Scripture quotations are taken from the New King James version of the Bible
By far my favourite radio programme was known as the ‘Lone Ranger’. Several episodes were featured every week. The storyline goes that the Lone Ranger (formerly known as John Reid) was a one-time Texas Ranger, the sole survivor of a group of Rangers killed in ambush. He wore a mask to conceal his identity as he travelled throughout the West, with a native American by the name of Tonto, fighting for law and order. Some of the comic-book pictures also showed desperadoes often wearing bandanas covering the lower part of their faces.
Throughout my life I have seen masks worn infrequently, primarily by medical or dental personnel in their respective offices or at a hospital. However, during 2020 and the start of 2021 readers, like me, have had the universal experience of wearing a mask within some physical settings during the Covid-19 pandemic.
In the scriptures, there is not a mention of a mask. However, there are some biblical references to ‘veils’ as well as a few to ‘face coverings’. For example, Rebekah is said to have put on a veil just before she met Isaac for the first time, Gen. 24. 65. Also, Exodus records that Moses covered his face with a veil after he had met with God, so that the children of Israel could not look steadily at what was passing away, 34. 33-35 - namely, the reflected glory of God.
In the history of mankind, those condemned to die frequently had their faces covered as they were dragged away from the judge’s seat. That was the case with Haman, ‘As the word left the king’s mouth, they covered Haman’s face’, Esther 7. 8. He was then hung on the gallows which he had erected to hang Mordecai.
In the Messianic Psalm 69, verse 7 states, ‘Because for Your sake I have borne reproach; shame has covered my face’. Our Lord would have experienced some humiliation due to His body being nailed to the cross in a naked state. Having one’s body fully exposed to others is shameful, Isa. 47. 3. Isaiah also states, ‘I gave My back to those who struck Me, and My cheeks to those who plucked out the beard; I did not hide My face from shame and spitting’, 50. 6, corroborating Psalm 69. Apart from the shame of having His beard ripped from His face, the spittle of evil men was added to the sweat and blood from His face. There is nothing that is more degrading and demonstrates more disrespect to a person than to spit on his face. Yet I believe that most, if not all, of the sense of shame came from a different source and that was because His Father ‘laid on Him the iniquity of us all’, Isa. 53. 6. He felt the burden of human guilt. It was only because God the Father so loved us that He was willing to deliver up His Son to such awful private as well as public suffering and reproach, John 3. 16; Rom. 8. 32.
Our Lord took upon Himself the reproach of mankind, which is also represented as a covering. Jeremiah states, ‘We lie down in our shame, and our reproach covers us. For we have sinned against the Lord our God, we and our fathers, from our youth even to this day, and have not obeyed the voice of the Lord our God’, Jer. 3. 25.

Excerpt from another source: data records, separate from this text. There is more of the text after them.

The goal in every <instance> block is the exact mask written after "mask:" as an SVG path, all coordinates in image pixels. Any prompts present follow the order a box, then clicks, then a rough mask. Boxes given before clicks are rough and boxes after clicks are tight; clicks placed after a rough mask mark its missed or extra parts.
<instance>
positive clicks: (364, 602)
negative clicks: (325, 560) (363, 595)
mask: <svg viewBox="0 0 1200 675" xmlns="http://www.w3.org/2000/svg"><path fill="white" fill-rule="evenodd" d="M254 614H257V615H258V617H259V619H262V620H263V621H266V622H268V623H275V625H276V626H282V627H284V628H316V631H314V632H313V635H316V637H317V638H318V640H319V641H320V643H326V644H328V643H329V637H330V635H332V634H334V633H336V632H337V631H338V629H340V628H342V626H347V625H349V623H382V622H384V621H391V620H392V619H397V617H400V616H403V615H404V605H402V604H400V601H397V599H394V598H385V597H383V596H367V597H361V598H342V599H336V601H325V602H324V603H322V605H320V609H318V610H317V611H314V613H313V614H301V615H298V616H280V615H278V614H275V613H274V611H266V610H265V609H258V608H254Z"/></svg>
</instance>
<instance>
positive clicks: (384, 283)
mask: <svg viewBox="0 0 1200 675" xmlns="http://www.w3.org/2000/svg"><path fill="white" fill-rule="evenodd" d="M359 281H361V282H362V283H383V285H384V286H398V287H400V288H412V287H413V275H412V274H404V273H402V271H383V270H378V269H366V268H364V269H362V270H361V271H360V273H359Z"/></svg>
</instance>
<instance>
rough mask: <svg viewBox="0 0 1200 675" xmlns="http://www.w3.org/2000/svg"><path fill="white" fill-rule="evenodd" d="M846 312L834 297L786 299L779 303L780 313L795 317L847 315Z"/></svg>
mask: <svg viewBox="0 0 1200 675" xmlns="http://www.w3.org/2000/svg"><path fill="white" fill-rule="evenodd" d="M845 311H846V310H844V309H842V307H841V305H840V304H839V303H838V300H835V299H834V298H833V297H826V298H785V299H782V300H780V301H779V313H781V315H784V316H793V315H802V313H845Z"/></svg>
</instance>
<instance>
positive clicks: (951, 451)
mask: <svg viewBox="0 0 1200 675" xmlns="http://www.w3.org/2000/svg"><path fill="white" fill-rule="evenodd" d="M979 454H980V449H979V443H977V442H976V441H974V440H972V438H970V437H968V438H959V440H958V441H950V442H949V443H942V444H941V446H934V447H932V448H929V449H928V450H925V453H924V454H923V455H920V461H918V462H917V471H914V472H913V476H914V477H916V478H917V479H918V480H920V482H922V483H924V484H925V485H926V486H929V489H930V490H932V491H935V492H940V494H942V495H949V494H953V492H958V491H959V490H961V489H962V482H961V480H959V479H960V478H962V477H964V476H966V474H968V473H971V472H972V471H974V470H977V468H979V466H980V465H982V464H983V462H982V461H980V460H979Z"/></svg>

Proceeding to Psalm 69 verse 17, we read, ‘And do not hide Your face from Your servant, for I am in trouble; hear me speedily’. To ‘hide one’s face’ is to refuse to look or gaze on someone who has offended us or caused us great displeasure. A good servant desires and delights in the light of his master’s countenance, and so God the Son with His Father. Our Lord could not bear to lose the presence of His God. Psalm 69 verses 18 and 19 continue, ‘Draw near to my soul, and redeem it; deliver me because of my enemies. You know my reproach, my shame, and my dishonour; my adversaries are all before You’. If ever a man needs the comforting presence of God, to have the sense of seeing His face, it is when he is in distress.
In conclusion, let us return to Isaiah chapter 50 verse 7 which reads, ‘For the Lord God will help Me; therefore I will not be disgraced; therefore I have set My face like a flint, and I know that I will not be ashamed’. Flint is a tough stone once used by native Americans for the making of arrowheads. It is harder than steel. Therefore, to set one’s face like a flint means to harden oneself with firmness and resolution. The Lord, the Son, was totally convinced that God the Father would look again upon His face, grant Him help, and restore His reputation. And He was not disappointed.